Farooq is amazed by the fans as they fill garbage bags with the trash left behind in the aisles and make sure everything is spotless. In Japan, everyone is taught from an early age that they must clean up before leaving and this kind of conduct is common.
It represents a cultural norm in the country based on respect and is carried well into any space. “Someone convince me that this is normal. The Japanese fans decided to clean the stadium. It's not even their match,” exclaimed Farooq in the video, which has gone viral. “When I asked them, ‘Why are you cleaning something not related to you?', the answer was, ‘Japanese never leave rubbish behind us. We respect the place.'”
Faaroq is then seen hugging some of the fans, gesturing the respect sign to them and telling some of the fans that he really respects them and their culture. The video has over 11 million views, with many Japanese users sharing their own experiences. User @ny_diary_yuko shared their own experience growing up in the country, commenting under the post, "When I went to school over 40 years ago in Japan, our teachers repeatedly mentioned to us 'to leave the place cleaner than when we came' whenever we went to school trips.
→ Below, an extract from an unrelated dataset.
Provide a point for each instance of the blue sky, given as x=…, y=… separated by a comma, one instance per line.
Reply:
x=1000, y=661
It was normal custom even at home, and my mom always had few garbage bags with her wherever she went to use when no garbage cans weren’t available."
User @i_am_na723 commented, "This is a Japanese proverb 立つ鳥跡を濁さず (tatsu tori atowo nigosazu) it means it is simply common courtesy to clean up after yourself, a bird does not foul the nest it is about to leave, on leaving a place one should see that all is in good order. Thank you for sharing this video! I’m so happy as a Japanese."
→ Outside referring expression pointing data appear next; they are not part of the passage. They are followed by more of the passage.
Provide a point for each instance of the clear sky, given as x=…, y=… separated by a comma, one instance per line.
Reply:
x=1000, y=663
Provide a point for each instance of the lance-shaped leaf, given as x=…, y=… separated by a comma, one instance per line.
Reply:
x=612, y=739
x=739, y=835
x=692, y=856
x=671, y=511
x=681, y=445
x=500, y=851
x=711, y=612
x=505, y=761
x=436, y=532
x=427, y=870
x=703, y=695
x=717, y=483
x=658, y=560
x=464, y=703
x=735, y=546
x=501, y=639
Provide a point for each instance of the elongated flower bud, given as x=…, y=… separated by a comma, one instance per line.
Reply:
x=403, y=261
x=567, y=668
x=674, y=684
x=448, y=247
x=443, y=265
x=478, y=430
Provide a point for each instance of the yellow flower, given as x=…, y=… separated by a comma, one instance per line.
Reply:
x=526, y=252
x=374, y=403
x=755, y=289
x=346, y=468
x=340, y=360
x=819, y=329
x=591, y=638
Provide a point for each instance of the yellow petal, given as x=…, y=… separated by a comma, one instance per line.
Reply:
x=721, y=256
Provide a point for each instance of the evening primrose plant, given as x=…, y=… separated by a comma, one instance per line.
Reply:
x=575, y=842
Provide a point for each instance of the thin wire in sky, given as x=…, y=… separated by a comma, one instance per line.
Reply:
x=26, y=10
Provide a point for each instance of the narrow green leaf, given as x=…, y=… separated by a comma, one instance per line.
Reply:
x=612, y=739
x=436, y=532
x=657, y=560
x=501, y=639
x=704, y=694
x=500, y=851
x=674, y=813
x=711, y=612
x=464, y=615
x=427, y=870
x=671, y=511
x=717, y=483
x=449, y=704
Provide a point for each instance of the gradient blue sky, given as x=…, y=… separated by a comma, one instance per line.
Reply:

After winning against Germany, the Japanese team left its locker extremely tidy, with the laundry folded and stacked and also folded some origami on the center table.
This is how the Japanese national team left its locker room after beating Germany this morning 👏— Joe Pompliano (@JoePompliano) November 24, 2022
(📷: FIFA) pic.twitter.com/rZrSpl4jMb
This is not the first time Japan has impressed the world with its courtesy and charm. They made sure the stadium was spotless, even after a very saddening World Cup semifinal loss to Belgium, just as they had done throughout the entire tournament.
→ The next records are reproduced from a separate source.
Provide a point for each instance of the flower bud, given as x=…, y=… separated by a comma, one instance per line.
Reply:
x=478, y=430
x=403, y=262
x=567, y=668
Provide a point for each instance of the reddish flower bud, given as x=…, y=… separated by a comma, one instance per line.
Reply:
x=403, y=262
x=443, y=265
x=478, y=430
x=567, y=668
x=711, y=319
“Cleaning up after football matches is an extension of basic behaviors that are taught in school, where the children clean their school classrooms and hallways,” Scott North, professor of sociology at Osaka University, told the outlet at the time. “With constant reminders throughout childhood, these behaviors become habits for much of the population.”
"It's not just part of the football culture but part of Japanese culture," Japan-based football journalist Scott McIntyre told the BBC, adding, "You often hear people say that football is a reflection of culture. An important aspect of Japanese society is making sure that everything is absolutely clean and that's the case in all sporting events and certainly also in football."
"They might leave a bottle or some kind of food package on the ground and then it's often the case that people get tapped on the shoulder by Japanese people indicating they should clean up or take it home but can't leave it there," McIntyre added.